90年以上続く屋久島の食堂、八重岳食堂の店主清田雄三さんです。創業何年だったんですかね。

旧屋久町の郷土史に昭和8年には存在していたと書いてありますので、その頃には店があったということになります。

雄三さんは、何代目になるんですか。

私は3代目ですね。屋久島の東側に安房という町があるんですけども、お店は安房川にかかる赤い橋のすぐ手前にあります。少し南の方に行くと、屋久杉自然館とか世界自然遺産センターがあります。お店には関東や北海道など全国から、最近では外国の方もたくさん来られています。

その昔、かつて安房川には、定期船が停泊していたそうですね。

そうですね。荷物を抱えながら「はしけ」を使って降りてくる人たちとか、そんな人たちを迎えに来る人たちでたくさんにぎわっていて、それで昼になるとトビウオ漁の大漁旗をはためかせて、漁師さんたちが来ました。それから昔、屋久杉搬出の中継基地があって、小杉谷という集落があったんですけど、そこからトロッコで到着して、うちの店に来て・・・そういう人たちがたくさんいたらしいですね。

おばさんが始められて、お母さん、今は奥様っていう形なんですかね。

そうです。

先ほどお店は安房川にかかる赤い橋のすぐそばっておっしゃいましたが、昔は白い橋だったそうですね。

そうですね。白い橋で吊り橋だったんですよ。それが老朽化が進んで昭和50年代ぐらいになって取り壊されて、今のような形になったんですけども。

そんな景観も変化する屋久島を見守ってきたのが、八重岳食堂なんですね。そうしましたら、おば様お母様、そして奥様にも感謝してらっしゃるんじゃないですか。

そうですね。うちはどっちかっていうと、女性がもう守ってきたっていう感じなので、感謝しかないですね、本当に。

お母様から昔の話をたくさん聞いていらっしゃるんじゃないですか。

うちは昔、食堂だけではなくて下宿屋もやっていたそうなんですよ。

それでダムを作る作業員の人や単身赴任の公務員の人たちが、昼も夜もご飯を食べに来て、それを出していたようですよね。父はトビウオ漁師というか潜水夫だったんですよ。潜水夫の仕事が抜けるときにトビウオの漁師していて、おふくろたちも3日連続とか4日連続で一緒に漁に出たこともあったそうなんです。

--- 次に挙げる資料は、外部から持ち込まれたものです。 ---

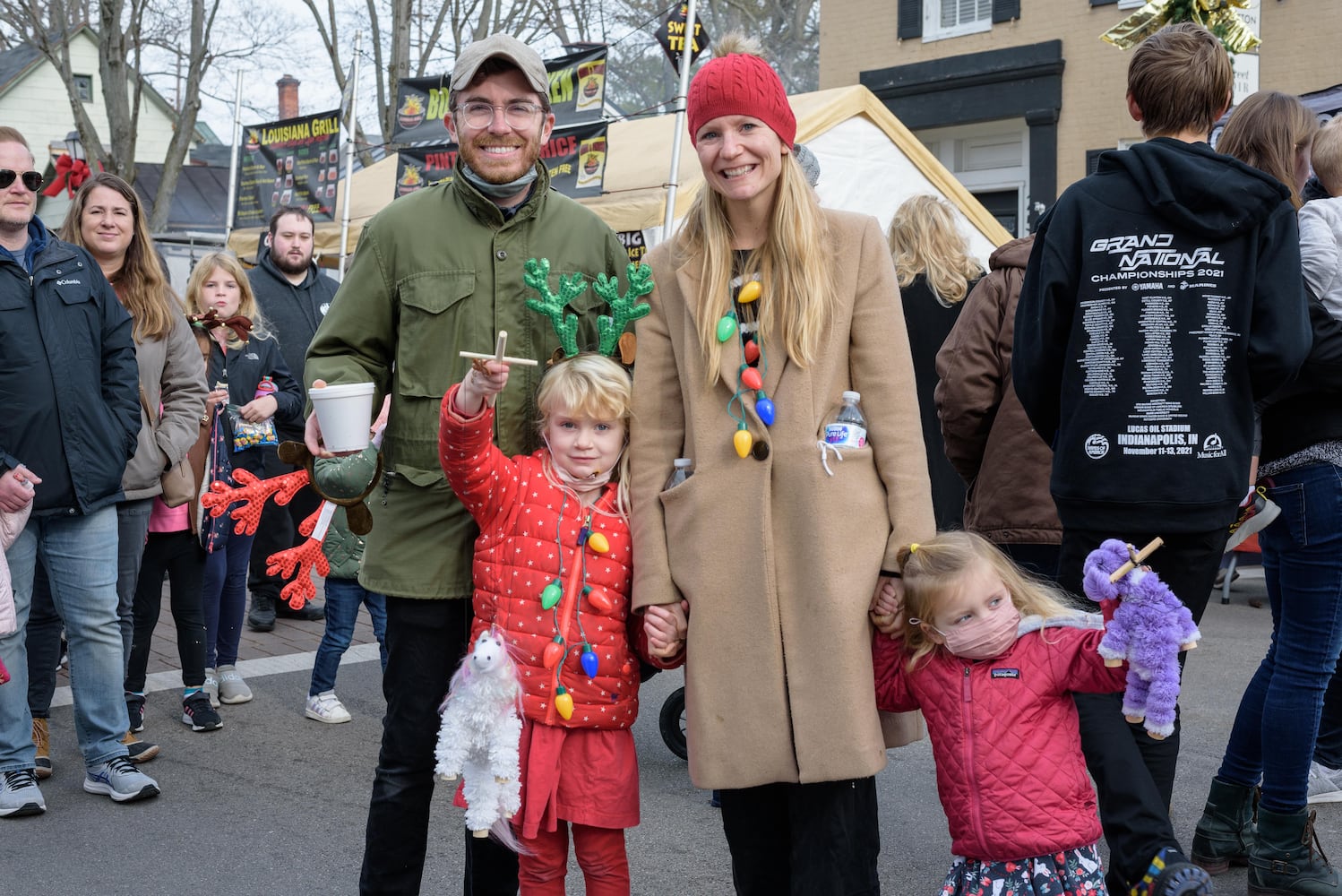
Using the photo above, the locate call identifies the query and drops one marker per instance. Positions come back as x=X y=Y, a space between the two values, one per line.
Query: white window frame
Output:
x=932 y=23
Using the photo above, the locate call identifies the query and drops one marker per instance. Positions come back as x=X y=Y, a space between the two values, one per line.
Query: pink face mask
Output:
x=984 y=637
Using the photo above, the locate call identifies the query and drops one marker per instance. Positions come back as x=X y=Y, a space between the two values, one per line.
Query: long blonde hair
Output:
x=247 y=306
x=924 y=239
x=937 y=566
x=1269 y=130
x=140 y=283
x=794 y=263
x=596 y=386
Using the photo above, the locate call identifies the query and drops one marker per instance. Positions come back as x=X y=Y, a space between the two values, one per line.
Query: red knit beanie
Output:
x=740 y=83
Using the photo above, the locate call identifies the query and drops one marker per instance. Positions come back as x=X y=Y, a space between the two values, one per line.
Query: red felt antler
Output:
x=298 y=564
x=251 y=493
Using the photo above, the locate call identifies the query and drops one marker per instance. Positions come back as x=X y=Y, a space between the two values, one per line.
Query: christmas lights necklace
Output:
x=552 y=599
x=743 y=321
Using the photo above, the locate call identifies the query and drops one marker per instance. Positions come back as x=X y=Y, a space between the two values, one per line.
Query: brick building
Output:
x=1018 y=97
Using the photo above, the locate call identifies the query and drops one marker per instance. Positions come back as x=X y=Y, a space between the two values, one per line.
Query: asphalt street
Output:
x=274 y=804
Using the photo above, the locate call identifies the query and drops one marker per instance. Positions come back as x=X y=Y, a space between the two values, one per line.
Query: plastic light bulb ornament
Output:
x=764 y=407
x=727 y=326
x=743 y=440
x=563 y=703
x=553 y=652
x=552 y=594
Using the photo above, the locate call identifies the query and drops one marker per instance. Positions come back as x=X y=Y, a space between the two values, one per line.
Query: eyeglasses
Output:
x=32 y=180
x=515 y=114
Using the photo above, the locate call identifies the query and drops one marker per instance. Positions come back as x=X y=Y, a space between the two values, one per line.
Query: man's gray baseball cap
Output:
x=509 y=47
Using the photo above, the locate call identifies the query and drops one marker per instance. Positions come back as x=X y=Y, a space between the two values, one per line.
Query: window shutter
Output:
x=910 y=19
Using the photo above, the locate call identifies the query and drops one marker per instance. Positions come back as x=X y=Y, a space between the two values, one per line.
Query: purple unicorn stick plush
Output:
x=1149 y=629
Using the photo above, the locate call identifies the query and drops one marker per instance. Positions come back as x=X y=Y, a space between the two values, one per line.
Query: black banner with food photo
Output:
x=288 y=162
x=577 y=94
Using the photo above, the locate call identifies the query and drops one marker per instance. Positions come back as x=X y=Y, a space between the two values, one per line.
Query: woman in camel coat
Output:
x=776 y=557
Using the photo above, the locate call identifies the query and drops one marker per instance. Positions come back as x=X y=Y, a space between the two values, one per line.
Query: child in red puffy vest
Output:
x=992 y=659
x=552 y=570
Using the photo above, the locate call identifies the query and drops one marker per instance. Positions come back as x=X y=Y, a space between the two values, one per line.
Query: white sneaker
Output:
x=231 y=685
x=211 y=687
x=1325 y=784
x=326 y=707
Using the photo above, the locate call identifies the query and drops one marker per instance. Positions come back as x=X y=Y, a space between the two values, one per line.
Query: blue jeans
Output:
x=223 y=594
x=80 y=555
x=1302 y=564
x=342 y=599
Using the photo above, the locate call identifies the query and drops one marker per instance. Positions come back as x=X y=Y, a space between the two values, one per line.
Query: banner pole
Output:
x=232 y=159
x=349 y=157
x=686 y=58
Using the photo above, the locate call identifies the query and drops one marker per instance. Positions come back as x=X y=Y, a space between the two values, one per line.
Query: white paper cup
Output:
x=344 y=412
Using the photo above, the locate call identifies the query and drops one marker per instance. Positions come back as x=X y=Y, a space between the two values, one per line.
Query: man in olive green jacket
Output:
x=436 y=272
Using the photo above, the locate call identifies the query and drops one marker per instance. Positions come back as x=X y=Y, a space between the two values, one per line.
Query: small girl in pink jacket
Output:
x=992 y=658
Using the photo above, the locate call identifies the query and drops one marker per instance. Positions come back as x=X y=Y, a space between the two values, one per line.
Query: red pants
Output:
x=600 y=850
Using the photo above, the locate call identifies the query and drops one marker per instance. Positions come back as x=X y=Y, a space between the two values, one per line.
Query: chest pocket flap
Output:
x=435 y=323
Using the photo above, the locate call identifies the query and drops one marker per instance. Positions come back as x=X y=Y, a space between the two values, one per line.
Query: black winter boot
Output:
x=261 y=617
x=1224 y=833
x=1286 y=858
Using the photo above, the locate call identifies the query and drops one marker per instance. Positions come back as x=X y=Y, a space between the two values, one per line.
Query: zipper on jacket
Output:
x=976 y=812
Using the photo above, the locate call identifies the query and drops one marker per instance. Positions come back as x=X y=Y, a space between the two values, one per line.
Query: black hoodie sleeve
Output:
x=1280 y=334
x=1045 y=321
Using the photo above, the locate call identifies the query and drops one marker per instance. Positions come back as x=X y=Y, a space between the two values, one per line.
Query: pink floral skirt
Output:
x=1077 y=872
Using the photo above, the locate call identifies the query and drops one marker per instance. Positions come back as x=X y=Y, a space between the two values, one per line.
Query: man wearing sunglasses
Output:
x=439 y=271
x=70 y=423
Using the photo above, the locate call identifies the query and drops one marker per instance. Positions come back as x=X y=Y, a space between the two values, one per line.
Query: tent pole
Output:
x=232 y=159
x=349 y=157
x=686 y=58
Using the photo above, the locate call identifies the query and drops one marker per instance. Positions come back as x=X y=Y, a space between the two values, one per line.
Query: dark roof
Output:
x=15 y=62
x=199 y=202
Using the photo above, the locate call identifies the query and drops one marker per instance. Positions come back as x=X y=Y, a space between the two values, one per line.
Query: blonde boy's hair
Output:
x=1181 y=80
x=596 y=386
x=1328 y=156
x=938 y=564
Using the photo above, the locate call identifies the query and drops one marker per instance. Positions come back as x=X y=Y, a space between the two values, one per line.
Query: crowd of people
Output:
x=1158 y=359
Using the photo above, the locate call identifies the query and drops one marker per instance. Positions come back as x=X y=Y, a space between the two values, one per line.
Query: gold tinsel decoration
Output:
x=1218 y=16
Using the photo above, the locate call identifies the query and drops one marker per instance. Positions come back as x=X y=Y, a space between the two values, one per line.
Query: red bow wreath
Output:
x=70 y=175
x=211 y=321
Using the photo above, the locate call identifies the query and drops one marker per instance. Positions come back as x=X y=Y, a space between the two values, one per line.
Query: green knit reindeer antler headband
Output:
x=609 y=326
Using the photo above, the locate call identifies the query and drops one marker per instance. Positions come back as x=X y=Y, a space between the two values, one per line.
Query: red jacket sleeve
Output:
x=891 y=667
x=482 y=477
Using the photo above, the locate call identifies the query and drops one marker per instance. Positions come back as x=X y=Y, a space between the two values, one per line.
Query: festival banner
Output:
x=288 y=162
x=671 y=37
x=577 y=94
x=633 y=245
x=574 y=157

釣れたトビウオを、お客さんに提供するということもあったんじゃないですか、今も。

そうですね。今は観光の方には屋久島定食といって、地元で採れた刺身とか、トビウオの一夜干とか、トビウオのつけ揚げとか、そういうのをセットで出しています。

目指すは、まずは100年ですね。

100年やれば3代目として形がつくかなと思ってます。

奥様にも頑張っていただいて、夫唱婦随で食堂盛り上げてください。